Pressemitteilung
8.12.2015

Deutsch-französische Klimasatelliten-Mission MERLIN beim Klima-Gipfel in Paris vorgestellt

Klimasatellit MERLIN; Quelle: CNES/ill./DUCROS David, 2015
© CNES/ill./DUCROS David, 2015

Bei einem bilateralen Treffen anlässlich der UN-Klimakonferenz in Paris wurde heute die deutsch-französische Klimasatelliten-Mission MERLIN vorgestellt. Im französischen Pavillon in Paris betonten Brigitte Zypries, Parlamentarische Staatssekretärin im Bundesministerium für Wirtschaft und Energie und Koordinatorin der Bundesregierung für die Luft- und Raumfahrt, und Thierry Mandon, Staatssekretär im französischen Ministerium für Bildung und Forschung, die Bedeutung und Rolle der satellitengestützten Erdbeobachtung zur Dokumentation und Erforschung des Klimawandels.

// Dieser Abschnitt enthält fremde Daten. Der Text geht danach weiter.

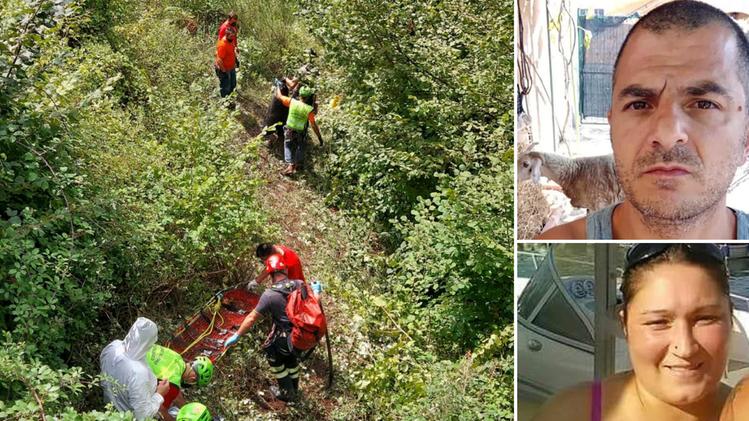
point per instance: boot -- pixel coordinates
(285, 390)
(295, 383)
(289, 170)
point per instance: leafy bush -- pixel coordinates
(35, 389)
(425, 85)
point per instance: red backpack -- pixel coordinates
(308, 324)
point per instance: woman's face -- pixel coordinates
(677, 326)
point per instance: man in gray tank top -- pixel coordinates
(679, 122)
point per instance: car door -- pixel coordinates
(554, 339)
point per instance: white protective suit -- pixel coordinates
(125, 362)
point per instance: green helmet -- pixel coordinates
(306, 92)
(194, 411)
(203, 369)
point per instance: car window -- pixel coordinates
(537, 287)
(557, 316)
(529, 261)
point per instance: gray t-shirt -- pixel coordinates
(273, 303)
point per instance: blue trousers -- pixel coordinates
(227, 81)
(293, 146)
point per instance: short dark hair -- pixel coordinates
(264, 250)
(689, 15)
(677, 253)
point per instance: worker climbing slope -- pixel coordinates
(287, 301)
(226, 62)
(288, 256)
(300, 112)
(168, 364)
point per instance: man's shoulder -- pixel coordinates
(575, 230)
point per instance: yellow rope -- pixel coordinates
(209, 329)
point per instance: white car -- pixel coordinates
(555, 343)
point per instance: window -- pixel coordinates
(557, 316)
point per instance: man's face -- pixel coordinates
(678, 120)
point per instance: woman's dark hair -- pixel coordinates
(677, 253)
(264, 250)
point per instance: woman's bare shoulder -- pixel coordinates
(736, 407)
(567, 404)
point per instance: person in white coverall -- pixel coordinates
(129, 383)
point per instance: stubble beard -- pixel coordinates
(663, 214)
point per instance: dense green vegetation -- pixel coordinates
(123, 178)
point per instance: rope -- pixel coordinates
(216, 308)
(524, 70)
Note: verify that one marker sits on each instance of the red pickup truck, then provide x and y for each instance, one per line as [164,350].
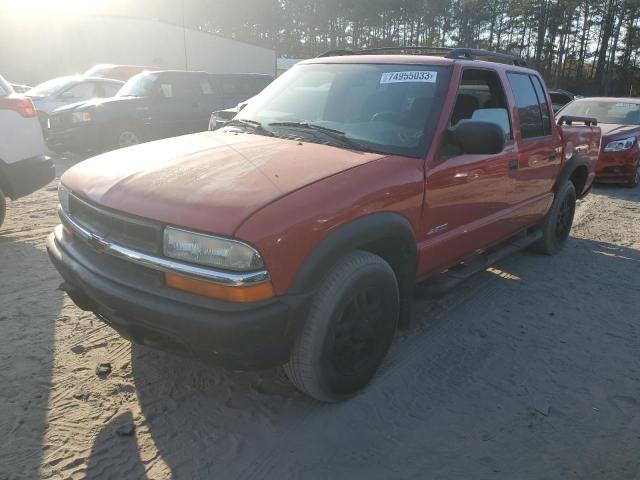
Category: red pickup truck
[298,234]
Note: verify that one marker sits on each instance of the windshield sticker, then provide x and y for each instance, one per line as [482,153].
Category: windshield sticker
[412,76]
[627,105]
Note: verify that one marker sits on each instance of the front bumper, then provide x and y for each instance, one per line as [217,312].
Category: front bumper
[617,167]
[79,139]
[26,176]
[237,336]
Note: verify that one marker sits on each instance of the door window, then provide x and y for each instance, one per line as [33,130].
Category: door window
[528,104]
[544,107]
[480,97]
[174,87]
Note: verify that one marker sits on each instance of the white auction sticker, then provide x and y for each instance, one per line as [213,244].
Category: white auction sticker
[412,76]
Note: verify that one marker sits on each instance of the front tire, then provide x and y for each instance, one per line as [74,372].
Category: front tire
[635,181]
[557,224]
[349,329]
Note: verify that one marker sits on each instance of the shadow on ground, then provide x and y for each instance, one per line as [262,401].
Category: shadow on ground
[29,307]
[528,371]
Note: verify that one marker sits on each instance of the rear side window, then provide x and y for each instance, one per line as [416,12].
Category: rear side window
[175,86]
[544,107]
[524,92]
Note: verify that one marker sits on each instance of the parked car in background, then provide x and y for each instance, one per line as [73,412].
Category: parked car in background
[56,93]
[298,234]
[20,88]
[619,119]
[117,72]
[23,165]
[152,105]
[559,98]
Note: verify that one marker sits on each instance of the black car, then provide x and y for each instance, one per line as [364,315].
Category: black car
[150,106]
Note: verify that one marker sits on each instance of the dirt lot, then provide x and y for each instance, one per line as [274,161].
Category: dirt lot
[528,371]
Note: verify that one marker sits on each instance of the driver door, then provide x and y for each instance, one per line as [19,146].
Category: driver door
[468,196]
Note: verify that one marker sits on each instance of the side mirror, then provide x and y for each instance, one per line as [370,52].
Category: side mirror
[477,137]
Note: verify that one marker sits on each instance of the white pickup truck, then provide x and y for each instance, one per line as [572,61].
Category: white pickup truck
[24,168]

"MERLIN ist das erste gemeinsame deutsch-französische Projekt in der Erdbeobachtung seit 1994. Mit diesem Schritt haben sich die beiden größten Raumfahrtnationen Europas entschieden, einen sichtbaren Beitrag zum besseren Verständnis der Ursachen des Klimawandels zu leisten", sagte Brigitte Zypries. "Zusammen mit der Klima-Konferenz COP21, die gerade in Paris stattfindet, ist dies ein wichtiger Schritt für die Umwelt und ihre Bewahrung, und zeigt, wie sehr wir uns verpflichtet sehen, in diesem für die Zukunft unseres Planeten lebenswichtigen Bereich voranzukommen."

Die deutsch-französische MERLIN-Mission (Methane Remote Sensing LIDAR Mission) soll ab 2020 den Methan-Gehalt in der Erdatmosphäre aufspüren. Dazu wird ein hochmodernes, in Deutschland entwickeltes und hergestelltes LIDAR-Instrument eingesetzt, das auch bei Nacht und durch dünne Wolken hindurch messen kann. Frankreich baut den Satelliten und wird ihn auch starten und betreiben. Beide Nationen kümmern sich gemeinsam um die wissenschaftliche Auswertung der Messergebnisse.

Methan entsteht unter anderem bei Fäulnisprozessen und gehört neben Kohlendioxid zu den klimaschädlichsten Treibhausgasen. Seine Konzentration hat sich in der Atmosphäre seit Beginn der Industrialisierung verdoppelt. Methan (= Erdgas) gilt einerseits als besonders effektive Energiequelle: Bei Gas-Kraftwerken entsteht bei gleicher Leistung weniger CO2 als bei Kohlekraftwerken. Methan ist gleichzeitig ein besonders effektives Treibhausgas: Obwohl die Konzentration bislang 200mal geringer ist als die von CO2, ist Methan bereits für 20 Prozent des menschengemachten Treibhauseffekts verantwortlich.